Welcome to module 4
Now that we can look at penguin data and visualise them, it’s time to summarise our data numerically. Descriptive statistics help us answer questions like:
- What’s a “typical” value?
- How much do values vary (differ)?
- How confident are we about the average value of our sample? Does it accurately reflect the population?

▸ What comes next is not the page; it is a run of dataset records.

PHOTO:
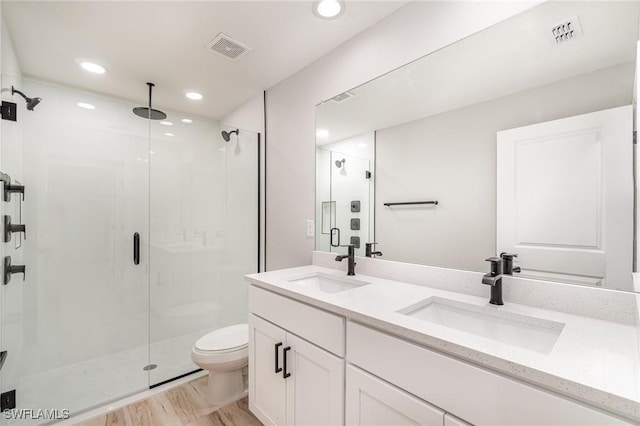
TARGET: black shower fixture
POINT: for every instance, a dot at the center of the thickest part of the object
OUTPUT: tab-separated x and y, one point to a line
227	135
148	112
31	102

Think of this as learning the language of the data before asking bigger questions.
Prepare your dataset
Notice that we’re now using an additional package, ggplot2. This supports more sophisticated plots and makes it easier to construct high-quality figures.
library(palmerpenguins)
library(ggplot2)
data("penguins")
# Remove only the missing values for columns we need
penguins_clean <- penguins[!is.na(penguins$bill_length_mm) &
!is.na(penguins$species) &
!is.na(penguins$body_mass_g), ]
Here, the square brackets mean ‘look inside this thing’. Square brackets support indexing with rows separated from columns by a comma. So:
penguins_clean[1,]
## # A tibble: 1 × 8
## species island bill_length_mm bill_depth_mm flipper_length_mm body_mass_g sex year
## <fct> <fct> <dbl> <dbl> <int> <int> <fct> <int>
## 1 Adelie Torgersen 39.1 18.7 181 3750 male 2007
…gives you row 1. Similarly,
penguins_clean[,1]
## # A tibble: 342 × 1
## species
## <fct>
## 1 Adelie
## 2 Adelie
## 3 Adelie
## 4 Adelie
## 5 Adelie
## 6 Adelie
## 7 Adelie
## 8 Adelie
## 9 Adelie
## 10 Adelie
## # ℹ 332 more rows
…gives you column one. And,
penguins_clean[1,1]
## # A tibble: 1 × 1
## species
## <fct>
## 1 Adelie
…gives you the cell found at row 1, column 1. You can use more complicated arguments to extract multiple values using an array argument : for concurrent data or c() for non-concurrent data. If that sounds like complete gibberish:
penguins_clean[,2:5]
## # A tibble: 342 × 4
## island bill_length_mm bill_depth_mm flipper_length_mm
## <fct> <dbl> <dbl> <int>
## 1 Torgersen 39.1 18.7 181
## 2 Torgersen 39.5 17.4 186
## 3 Torgersen 40.3 18 195
## 4 Torgersen 36.7 19.3 193
## 5 Torgersen 39.3 20.6 190
## 6 Torgersen 38.9 17.8 181
## 7 Torgersen 39.2 19.6 195
## 8 Torgersen 34.1 18.1 193
## 9 Torgersen 42 20.2 190
## 10 Torgersen 37.8 17.1 186
## # ℹ 332 more rows
penguins_clean[,c(2,5)]
## # A tibble: 342 × 2
## island flipper_length_mm
## <fct> <int>
## 1 Torgersen 181
## 2 Torgersen 186
## 3 Torgersen 195
## 4 Torgersen 193
## 5 Torgersen 190
## 6 Torgersen 181
## 7 Torgersen 195
## 8 Torgersen 193
## 9 Torgersen 190
## 10 Torgersen 186
## # ℹ 332 more rows
The first argument returns all of columns 1 to 5. The second only returns columns 2 and 5.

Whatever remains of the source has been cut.